People’s behaviors are another unknown. Do they go above and beyond? Or are they planning an elaborate baby gender reveal that will cause a ruckus? “As a resident of a high-fire-hazard area myself, and as someone who understands how quickly these fires can spread and put people in danger, I definitely look at this upcoming season and say, ‘Okay, we’ve got to be vigilant,” says Crystal Kolden, a former firefighter who is now an assistant professor of fire science at the University of California, Merced’s School of Engineering. “All we have to do now is constantly telling people that if there aren’t any human ignitions, then there aren’t any very major fires.”
HOW HAS THE FIRE SEASON BEEN SO FAR?
This week’s blistering heat and heavy winds have fueled the sixth-largest fire in Arizona’s history. The source of the Telegraph Fire blazing outside of Phoenix has been identified as “human,” although the cause is still being investigated.
According to AccuWeather chief meteorologist Jonathan Porter, most Western states have already had at least one major fire this year. “As a result, the season has gotten ahead of itself, if you will,” he continues.
The bad weather is starting to exacerbate the situation. Hundreds of temperature records were broken this week as a result of a scorching spring heatwave. On June 15th, Salt Lake City, Utah, set a new high temperature of 107 degrees Fahrenheit. That day, the temperature in Billings, Montana, reached 108 degrees Fahrenheit, tying the city’s record. Residents of Texas are experiencing power outages as they endure the heat, only months after catastrophic blackouts occurred during a severe cold spell earlier this year.
WHAT IS THE DURATION OF THE FIRE SEASON?
The fire season in the Western United States does not start and end on the same day every year, unlike the Atlantic hurricane season. It’s been suggested that it starts in late spring and lasts until early fall, about May to November.
In different parts of the country, the season peaks at different times. The Southwest usually has the highest fire danger early in the season, followed by places further north and west. Part of it has to do with the vegetation, or fuel, that each location has. Grass dries out faster and burns more quickly. The shrubby chaparral of California takes a little longer to dry out, while the forests take even longer.
According to research, the fire season is lengthening as a result of altering rainfall and snowmelt trends.
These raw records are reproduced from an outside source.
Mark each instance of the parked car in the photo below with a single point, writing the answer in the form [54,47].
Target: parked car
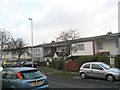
[7,63]
[99,70]
[27,64]
[1,68]
[23,77]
According to the California Department of Forestry and Fire Protection, the fire season has been extended by 75 days in the Sierras.
“[Fire season] used to be a little more defined,” Nauslar explains. “However, I believe we’ve been talking more about ‘fire year.’”
IS CLIMATE CHANGE AN IMPORTANT FACTOR?
As the earth warms, the “season” is projected to grow longer and more intense. This is because many of the risk variables that cause wildfires are becoming more severe as a result of climate change. Heatwaves are becoming increasingly often and severe. Droughts are turning into megadroughts. Lightning strikes may become more common in the future. By 2060, the quantity of land engulfed in lightning-sparked flames might be 130 percent greater than in 2011.
“Part of me looks at the forthcoming season and thinks to myself, you know, climate change is going to throw us some very terrible curveballs every year,” Kolden adds.